In ogni caso, non c’è nulla da aspettarsi da un’Unione europea non democratica, che sostiene il genocidio di Netanyahu contro il popolo palestinese, provoca ogni anno la morte in mare di migliaia di migranti, impone scambi iniqui ai paesi della periferia e si definisce “un’economia di mercato aperta dove la concorrenza è libera”. La “politica di difesa” di questa UE non può che essere una politica di difesa degli interessi capitalisti, a spese dei lavoratori, dei giovani, delle donne , dei popoli oppressi e del pianeta.

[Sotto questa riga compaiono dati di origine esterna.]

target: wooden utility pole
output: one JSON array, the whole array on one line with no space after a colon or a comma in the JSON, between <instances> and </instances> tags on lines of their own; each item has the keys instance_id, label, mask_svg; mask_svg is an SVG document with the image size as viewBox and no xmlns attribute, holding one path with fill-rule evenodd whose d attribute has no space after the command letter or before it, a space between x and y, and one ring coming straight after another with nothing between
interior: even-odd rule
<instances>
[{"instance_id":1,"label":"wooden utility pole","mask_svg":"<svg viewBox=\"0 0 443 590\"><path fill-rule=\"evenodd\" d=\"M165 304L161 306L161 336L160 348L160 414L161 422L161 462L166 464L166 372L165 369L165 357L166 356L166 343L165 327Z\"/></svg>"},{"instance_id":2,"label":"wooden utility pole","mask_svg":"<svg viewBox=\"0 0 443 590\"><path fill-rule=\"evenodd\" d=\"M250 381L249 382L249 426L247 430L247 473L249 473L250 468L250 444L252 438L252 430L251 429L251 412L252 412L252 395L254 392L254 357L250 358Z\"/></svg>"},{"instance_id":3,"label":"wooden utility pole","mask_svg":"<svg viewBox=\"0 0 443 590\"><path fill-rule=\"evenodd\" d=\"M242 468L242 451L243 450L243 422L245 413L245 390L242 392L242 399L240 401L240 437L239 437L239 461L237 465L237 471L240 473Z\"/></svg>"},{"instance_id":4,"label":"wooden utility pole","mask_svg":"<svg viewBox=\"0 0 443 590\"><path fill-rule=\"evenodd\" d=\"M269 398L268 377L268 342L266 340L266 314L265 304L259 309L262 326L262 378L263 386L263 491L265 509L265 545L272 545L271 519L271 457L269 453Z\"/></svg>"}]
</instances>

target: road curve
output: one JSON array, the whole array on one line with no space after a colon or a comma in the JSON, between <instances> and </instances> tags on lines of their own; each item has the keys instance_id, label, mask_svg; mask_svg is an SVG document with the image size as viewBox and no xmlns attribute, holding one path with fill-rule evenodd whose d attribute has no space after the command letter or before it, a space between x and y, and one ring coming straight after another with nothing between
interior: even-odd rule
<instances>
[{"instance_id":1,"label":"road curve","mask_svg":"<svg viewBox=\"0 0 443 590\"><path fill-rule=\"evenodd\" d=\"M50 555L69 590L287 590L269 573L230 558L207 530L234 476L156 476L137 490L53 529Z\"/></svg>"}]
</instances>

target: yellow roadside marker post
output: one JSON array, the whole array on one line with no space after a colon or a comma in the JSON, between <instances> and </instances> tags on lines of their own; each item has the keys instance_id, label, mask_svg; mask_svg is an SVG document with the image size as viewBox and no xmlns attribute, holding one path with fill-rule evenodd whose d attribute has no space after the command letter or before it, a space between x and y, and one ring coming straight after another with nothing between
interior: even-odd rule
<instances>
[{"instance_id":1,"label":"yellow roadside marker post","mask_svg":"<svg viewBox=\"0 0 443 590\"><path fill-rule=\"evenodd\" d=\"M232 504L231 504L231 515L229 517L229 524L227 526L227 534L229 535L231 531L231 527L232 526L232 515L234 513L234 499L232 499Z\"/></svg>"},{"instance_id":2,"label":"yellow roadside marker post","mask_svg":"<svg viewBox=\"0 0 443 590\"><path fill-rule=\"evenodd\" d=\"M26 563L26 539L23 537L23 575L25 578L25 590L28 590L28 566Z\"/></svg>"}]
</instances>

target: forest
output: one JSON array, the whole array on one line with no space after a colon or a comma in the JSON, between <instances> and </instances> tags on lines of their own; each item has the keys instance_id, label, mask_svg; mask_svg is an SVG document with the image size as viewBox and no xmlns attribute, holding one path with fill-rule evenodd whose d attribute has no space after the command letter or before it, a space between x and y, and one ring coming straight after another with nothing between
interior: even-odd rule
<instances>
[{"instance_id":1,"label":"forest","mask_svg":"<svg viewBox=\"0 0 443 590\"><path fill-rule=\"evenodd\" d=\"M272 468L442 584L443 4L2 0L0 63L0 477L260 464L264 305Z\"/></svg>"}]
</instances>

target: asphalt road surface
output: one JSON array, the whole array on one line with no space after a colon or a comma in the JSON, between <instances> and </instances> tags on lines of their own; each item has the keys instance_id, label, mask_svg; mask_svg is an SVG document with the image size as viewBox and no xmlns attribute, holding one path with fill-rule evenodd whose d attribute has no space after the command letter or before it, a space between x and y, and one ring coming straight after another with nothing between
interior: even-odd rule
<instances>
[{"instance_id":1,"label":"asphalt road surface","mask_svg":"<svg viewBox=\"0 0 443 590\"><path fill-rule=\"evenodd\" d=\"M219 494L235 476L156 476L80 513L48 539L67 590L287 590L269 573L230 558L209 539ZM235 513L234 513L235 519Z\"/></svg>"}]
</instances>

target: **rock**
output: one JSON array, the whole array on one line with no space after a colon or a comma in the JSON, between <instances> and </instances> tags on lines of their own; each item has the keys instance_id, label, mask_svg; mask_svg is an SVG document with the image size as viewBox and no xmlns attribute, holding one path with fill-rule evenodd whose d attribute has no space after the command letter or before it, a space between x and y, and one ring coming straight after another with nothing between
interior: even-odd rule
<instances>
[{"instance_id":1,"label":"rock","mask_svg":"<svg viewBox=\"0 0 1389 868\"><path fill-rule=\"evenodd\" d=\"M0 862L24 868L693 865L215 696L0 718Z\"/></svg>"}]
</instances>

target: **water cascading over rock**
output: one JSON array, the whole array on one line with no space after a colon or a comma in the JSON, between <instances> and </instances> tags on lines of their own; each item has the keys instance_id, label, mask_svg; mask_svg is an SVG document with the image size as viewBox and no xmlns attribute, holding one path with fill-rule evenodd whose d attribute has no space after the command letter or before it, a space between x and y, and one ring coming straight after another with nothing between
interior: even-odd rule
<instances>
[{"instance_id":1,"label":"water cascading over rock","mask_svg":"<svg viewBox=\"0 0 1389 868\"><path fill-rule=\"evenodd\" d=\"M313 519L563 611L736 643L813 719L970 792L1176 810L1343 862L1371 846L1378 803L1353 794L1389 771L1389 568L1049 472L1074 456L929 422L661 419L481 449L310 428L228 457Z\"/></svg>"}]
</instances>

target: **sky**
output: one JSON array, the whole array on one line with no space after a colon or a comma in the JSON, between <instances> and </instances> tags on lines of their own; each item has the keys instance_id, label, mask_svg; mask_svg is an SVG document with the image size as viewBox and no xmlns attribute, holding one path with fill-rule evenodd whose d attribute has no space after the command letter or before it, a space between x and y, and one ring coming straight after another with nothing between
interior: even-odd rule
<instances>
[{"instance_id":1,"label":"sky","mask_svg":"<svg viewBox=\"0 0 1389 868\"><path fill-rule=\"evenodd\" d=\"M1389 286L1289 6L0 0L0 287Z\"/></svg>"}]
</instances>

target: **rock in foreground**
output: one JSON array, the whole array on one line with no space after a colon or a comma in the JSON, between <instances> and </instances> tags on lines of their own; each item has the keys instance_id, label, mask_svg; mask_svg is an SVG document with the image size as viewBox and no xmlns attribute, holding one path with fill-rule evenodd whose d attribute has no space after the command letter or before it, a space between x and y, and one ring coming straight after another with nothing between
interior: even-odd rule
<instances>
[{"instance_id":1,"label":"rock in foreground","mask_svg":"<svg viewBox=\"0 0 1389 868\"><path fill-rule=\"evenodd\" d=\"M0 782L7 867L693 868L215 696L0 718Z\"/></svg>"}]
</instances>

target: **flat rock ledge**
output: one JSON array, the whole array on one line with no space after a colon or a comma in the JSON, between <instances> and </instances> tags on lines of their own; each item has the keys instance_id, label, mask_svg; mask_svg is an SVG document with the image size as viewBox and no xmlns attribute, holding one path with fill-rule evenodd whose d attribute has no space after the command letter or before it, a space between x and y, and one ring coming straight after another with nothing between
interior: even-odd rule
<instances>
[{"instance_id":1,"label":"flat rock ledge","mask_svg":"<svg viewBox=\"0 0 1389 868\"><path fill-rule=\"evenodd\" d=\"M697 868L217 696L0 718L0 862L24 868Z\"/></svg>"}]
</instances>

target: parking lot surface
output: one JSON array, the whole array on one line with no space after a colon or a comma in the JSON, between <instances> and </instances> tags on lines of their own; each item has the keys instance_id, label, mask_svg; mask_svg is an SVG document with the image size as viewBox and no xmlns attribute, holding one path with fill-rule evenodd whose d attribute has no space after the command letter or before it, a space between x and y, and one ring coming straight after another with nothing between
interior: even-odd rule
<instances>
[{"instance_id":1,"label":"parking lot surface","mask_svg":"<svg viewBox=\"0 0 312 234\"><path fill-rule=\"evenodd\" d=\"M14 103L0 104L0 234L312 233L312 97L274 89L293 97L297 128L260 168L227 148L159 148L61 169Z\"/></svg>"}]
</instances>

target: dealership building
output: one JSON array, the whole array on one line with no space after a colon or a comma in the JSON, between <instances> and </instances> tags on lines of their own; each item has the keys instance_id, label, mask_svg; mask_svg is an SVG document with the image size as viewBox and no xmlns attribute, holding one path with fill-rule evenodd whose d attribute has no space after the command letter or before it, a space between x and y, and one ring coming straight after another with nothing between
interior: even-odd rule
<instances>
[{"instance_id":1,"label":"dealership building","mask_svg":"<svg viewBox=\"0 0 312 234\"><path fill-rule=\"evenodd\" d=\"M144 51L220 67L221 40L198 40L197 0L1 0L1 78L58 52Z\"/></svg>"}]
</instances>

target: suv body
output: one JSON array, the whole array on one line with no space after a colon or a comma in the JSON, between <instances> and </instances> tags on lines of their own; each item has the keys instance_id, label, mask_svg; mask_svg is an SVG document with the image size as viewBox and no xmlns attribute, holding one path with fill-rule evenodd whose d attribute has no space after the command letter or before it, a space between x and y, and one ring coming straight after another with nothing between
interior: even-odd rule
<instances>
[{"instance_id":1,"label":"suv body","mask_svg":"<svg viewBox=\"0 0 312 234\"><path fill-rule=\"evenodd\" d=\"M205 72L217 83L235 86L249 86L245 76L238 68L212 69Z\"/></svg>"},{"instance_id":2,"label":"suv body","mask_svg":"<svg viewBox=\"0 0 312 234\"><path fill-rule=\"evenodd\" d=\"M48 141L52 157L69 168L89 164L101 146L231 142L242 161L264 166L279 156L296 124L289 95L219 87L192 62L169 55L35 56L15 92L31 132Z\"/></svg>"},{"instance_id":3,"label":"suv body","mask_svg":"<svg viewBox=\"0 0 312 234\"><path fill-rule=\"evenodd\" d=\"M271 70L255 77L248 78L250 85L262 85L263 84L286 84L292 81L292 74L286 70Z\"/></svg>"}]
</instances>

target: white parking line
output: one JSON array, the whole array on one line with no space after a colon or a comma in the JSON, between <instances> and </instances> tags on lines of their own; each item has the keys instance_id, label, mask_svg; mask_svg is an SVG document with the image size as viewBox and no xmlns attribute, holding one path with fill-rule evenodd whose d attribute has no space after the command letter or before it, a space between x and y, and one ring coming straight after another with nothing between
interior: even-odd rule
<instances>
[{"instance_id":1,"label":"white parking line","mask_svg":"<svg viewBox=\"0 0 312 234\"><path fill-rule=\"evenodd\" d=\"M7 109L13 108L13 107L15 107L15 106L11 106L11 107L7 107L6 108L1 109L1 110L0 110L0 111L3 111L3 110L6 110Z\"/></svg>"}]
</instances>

Se vogliono rifiutare di essere trascinati nella lotta tra Stati Uniti e Cina per l’egemonia mondiale, con la Russia come perno, se vogliono essere artefici della loro storia comune, i popoli del vecchio continente non hanno altra scelta che unire i loro movimenti sociali e i loro sindacati nella lotta per un altro Europa, democratica, sociale, aperta, generosa, ecosocialista.
• Un’Europa che metta il grande capitale al suo posto socializzando la finanza, l’energia, l’industria degli armamenti e altri settori chiave;
• Un’Europa che aumenti i salari, sviluppi la sicurezza sociale, rafforzi i servizi pubblici, combatta le disuguaglianze, elimini la povertà;
• Un’Europa che prenda i soldi dove sono per finanziare una transizione ecologica degna di questo nome, senza combustibili fossili, senza nucleare, senza tecnologie di maghi apprendisti e senza agrobusiness;
• Un’Europa che cancelli i debiti dei paesi del Sud, rinunci alla rapina neocoloniale e condivida le scoperte indispensabili per la decarbonizzazione dell’economia;
• Un’Europa in cui le classi popolari avranno a cuore di assicurare da sole la difesa in caso di necessità, dove la coscrizione sostituisca gli eserciti di mestiere.
Il percorso verso la fondazione di questa Europa è politico: passa attraverso la lotta contro il ripiegamento nazionale e la mobilitazione per l’elezione di un’assemblea costituente europea.
È urgente. L’Europa e il mondo sono al crocevia della storia. I diritti democratici e sociali sono nati in Europa nel XIX° e XX° secolo dalla lotta del mondo del lavoro contro lo sfruttamento capitalista. È il loro destino ad essere in gioco, su un pianeta in fiamme che i despoti sognano di sottomettere al diktat senza limiti del capitale.